Trois personnes se retrouvent enfermées ensemble dans une même pièce. Leur présence n’est manifestement pas due au hasard… Petit à petit, le regard de l’Autre se mue en miroir insidieux où chacun est mis face à sa propre monstruosité et ses insupportables faiblesses, brouillant ainsi les frontières des genres et des identités.
Quand les mots ne suffisent plus, la musique est là, grinçante et lancinante, pour exacerber la violence de leurs émotions.
Notre avis : Peut-être n’aurions-nous pas dû relire la pièce de Jean-Paul Sartre juste avant… Car, même pour ce qui est clairement annoncé comme une adaptation, le compte n’y est pas et, au jeu des sept erreurs, l’original est nettement plus prégnant.

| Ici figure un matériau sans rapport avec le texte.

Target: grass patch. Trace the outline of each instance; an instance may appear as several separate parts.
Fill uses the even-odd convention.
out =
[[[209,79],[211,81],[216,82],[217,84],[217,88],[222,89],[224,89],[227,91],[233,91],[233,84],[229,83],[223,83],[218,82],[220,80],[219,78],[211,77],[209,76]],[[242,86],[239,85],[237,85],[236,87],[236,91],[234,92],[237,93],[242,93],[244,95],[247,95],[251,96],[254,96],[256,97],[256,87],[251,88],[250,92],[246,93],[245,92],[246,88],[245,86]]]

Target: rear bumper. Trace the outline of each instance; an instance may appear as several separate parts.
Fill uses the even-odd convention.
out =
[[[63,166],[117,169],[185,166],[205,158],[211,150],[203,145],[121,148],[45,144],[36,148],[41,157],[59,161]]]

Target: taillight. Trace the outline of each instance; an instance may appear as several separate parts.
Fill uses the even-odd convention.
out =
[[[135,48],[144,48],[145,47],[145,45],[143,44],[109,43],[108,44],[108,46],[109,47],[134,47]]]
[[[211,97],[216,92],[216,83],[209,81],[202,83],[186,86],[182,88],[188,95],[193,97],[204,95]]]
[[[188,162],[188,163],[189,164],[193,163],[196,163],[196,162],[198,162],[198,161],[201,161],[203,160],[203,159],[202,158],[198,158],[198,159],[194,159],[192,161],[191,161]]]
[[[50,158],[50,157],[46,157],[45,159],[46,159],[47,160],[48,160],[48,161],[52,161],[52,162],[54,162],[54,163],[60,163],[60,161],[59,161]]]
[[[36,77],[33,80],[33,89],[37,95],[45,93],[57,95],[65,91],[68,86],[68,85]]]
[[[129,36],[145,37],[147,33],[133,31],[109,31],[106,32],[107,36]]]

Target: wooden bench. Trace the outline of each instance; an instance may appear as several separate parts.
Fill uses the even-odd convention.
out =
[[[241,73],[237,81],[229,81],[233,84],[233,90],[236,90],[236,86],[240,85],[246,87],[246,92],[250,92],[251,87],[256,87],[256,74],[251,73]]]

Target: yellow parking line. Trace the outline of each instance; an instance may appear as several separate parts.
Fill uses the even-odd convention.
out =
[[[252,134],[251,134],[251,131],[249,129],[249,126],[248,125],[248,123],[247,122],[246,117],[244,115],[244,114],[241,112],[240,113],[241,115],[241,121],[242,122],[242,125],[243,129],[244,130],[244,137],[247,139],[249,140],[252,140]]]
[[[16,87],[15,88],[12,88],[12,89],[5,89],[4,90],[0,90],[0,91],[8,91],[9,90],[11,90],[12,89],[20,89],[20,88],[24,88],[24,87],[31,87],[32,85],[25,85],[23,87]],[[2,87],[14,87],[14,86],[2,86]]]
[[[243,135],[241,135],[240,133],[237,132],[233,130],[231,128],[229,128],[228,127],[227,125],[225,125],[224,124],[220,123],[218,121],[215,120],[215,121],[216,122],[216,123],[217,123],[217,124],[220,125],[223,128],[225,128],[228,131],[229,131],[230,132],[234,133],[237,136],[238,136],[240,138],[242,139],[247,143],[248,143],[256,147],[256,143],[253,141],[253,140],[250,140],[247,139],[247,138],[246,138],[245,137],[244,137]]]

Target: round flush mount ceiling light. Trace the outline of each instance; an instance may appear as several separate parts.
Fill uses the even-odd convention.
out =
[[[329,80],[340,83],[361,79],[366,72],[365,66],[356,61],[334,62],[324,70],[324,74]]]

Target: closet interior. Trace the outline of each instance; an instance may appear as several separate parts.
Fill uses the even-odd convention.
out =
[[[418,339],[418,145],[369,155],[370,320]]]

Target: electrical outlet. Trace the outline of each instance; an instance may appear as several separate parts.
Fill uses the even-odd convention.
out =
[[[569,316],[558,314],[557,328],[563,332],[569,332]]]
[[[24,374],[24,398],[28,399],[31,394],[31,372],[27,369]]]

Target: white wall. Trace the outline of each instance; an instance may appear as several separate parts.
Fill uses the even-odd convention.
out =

Tout d’abord, pourquoi faire jouer les trois protagonistes de la pièce originale – deux femmes et un homme – par trois artistes du sexe opposé en conservant leurs noms, leurs genres, leurs textes ? Il nous a semblé que cela faussait complètement leurs rapports de dominance et de prédation. Ensuite, pourquoi verser dans une esthétique vaguement gothique alors que, précisément, le texte dit que l’enfer, ce n’est pas le soufre ni le gril ? Bien sûr, les coupures sont naturelles voire bienvenues dans une adaptation, donc s’affranchir des divers objets qui peuplent le décor chez Sartre se comprend quand on ne nous donne à voir ici que des cubes noirs sur scène, mais pourquoi alors avoir gardé une mention à la couleur « vert épinard » du canapé du texte original ? Plus problématique, le final nous a paru un contre-sens : laisser le spectateur imaginer que les protagonistes vont continuer à s’écharper physiquement alors que, précisément, ils sont déjà morts et que les coups de poings sont sans effet – c’est justement la violence psychologique qui est au cœur de l’œuvre.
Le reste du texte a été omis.